His collection of photos are both deeply personal and emblematic of an era. They document a time and place on Kaua’i that some reviled, some adored and many knew only as a punchline to local jokes or a codeword for a 1970s phenomenon: Taylor Camp.
Wehrheim wanted to publish a book of his photos from Ha’ena’s infamous clothing-optional, alternative lifestyle, hippies-in-treehouses community.
But he didn’t want to do just another book of photography.
As an intermediate step, he ended up creating a 20-minute slide show of the photos set to period music and showing it at the Kilauea Theater as a one-night fundraiser for Kaua’i Community Radio.
“An hour before the screening every seat in the house was taken and there were 1,000 people outside wanting to get in,” Wehrheim said. “The ’slideshow’ was held over for a week. I knew then we had a film and decided that I would create a feature-length documentary.”
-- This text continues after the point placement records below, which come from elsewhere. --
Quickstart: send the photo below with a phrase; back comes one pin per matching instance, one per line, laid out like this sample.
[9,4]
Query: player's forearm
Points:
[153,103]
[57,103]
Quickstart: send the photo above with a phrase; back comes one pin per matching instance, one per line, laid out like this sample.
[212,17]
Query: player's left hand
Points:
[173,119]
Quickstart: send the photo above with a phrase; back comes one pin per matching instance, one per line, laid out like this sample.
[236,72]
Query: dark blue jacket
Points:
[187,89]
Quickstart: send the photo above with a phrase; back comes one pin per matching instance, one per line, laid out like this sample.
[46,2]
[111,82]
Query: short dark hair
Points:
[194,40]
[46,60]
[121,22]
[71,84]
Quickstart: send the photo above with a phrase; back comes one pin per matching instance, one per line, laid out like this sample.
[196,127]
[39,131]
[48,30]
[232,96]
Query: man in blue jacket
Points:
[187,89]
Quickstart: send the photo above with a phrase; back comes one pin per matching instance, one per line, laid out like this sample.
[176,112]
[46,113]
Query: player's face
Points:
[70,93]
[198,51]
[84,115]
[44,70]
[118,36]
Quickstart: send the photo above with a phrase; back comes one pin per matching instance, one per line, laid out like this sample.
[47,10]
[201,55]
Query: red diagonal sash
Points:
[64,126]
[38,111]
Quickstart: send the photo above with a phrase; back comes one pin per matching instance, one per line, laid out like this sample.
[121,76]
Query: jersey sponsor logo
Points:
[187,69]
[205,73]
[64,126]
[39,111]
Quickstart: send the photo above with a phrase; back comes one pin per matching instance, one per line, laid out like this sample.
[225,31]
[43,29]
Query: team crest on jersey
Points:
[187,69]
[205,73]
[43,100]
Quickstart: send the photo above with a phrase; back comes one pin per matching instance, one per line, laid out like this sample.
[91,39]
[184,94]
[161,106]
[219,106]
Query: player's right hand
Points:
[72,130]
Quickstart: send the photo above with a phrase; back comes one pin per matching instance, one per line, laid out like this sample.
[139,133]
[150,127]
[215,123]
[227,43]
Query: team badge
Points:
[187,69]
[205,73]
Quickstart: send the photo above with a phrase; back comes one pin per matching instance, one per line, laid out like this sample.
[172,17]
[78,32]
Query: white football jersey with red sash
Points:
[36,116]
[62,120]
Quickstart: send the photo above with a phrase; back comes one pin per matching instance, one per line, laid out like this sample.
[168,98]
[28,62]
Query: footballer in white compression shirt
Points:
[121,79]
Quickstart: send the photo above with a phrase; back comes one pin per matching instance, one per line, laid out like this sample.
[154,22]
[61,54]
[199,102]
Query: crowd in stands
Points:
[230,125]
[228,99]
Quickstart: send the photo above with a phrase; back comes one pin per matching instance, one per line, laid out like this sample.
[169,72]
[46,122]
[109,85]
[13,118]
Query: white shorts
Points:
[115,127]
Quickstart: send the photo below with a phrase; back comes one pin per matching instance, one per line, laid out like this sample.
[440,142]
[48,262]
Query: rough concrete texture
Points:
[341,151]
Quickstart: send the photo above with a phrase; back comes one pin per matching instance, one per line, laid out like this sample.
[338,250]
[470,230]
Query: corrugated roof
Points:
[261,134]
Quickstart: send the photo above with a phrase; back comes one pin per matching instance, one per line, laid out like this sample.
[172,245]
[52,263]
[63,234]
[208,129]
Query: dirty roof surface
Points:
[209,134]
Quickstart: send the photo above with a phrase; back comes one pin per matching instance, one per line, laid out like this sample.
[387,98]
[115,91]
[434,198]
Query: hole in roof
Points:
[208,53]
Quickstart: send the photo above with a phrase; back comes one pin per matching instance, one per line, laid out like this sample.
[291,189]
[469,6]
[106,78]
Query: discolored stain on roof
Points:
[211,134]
Wehrheim then set out to get video interviews of the players involved in the Taylor Camp saga, including politicians, community leaders and the camp residents themselves.
Tracking down the former Taylor Camp residents was actually easy, he said. They mostly kept in touch over the years. Many are leading what mainstream society would consider successful lives.
“They spread the word, threw big parties, everyone came and we interviewed them — sometimes for days,” he said. “They wanted their stories told.”
Some wanted to “wax nostalgic” and romanticize their hippie days, he says, and those interviews provide comic relief.
“But most were honest and forthcoming and talked about the drugs, the rip-offs, the welfare and food stamps and the children growing up wild. Yet almost without exception they all described it as ‘the best time of their lives.’ ”
Wehrheim is in a unique position to tell this story. He did not live at Taylor Camp, but stayed at a house nearby when he first moved to Kaua’i in 1971. His dossier is complex: He is a Notre Dame grad with an engineering degree, former Kaua’i Community College photography teacher, owner of Pacific Hydroelectric, developer, world traveler and husband of Kaua’i Councilmember and former mayor JoAnn Yukimura.
He was a recent college grad when he came to Kaua’i, where he got to know Howard Taylor, brother of movie star Elizabeth Taylor, who owned property in Ha’ena.
Howard Taylor got mad at the county when his plans for developing the land languished for years. Perhaps as an act of revenge, he bailed out a group of 13 young men and women who had been arrested for vagrancy and invited them to live on his property.
Those were the original residents of Taylor Camp.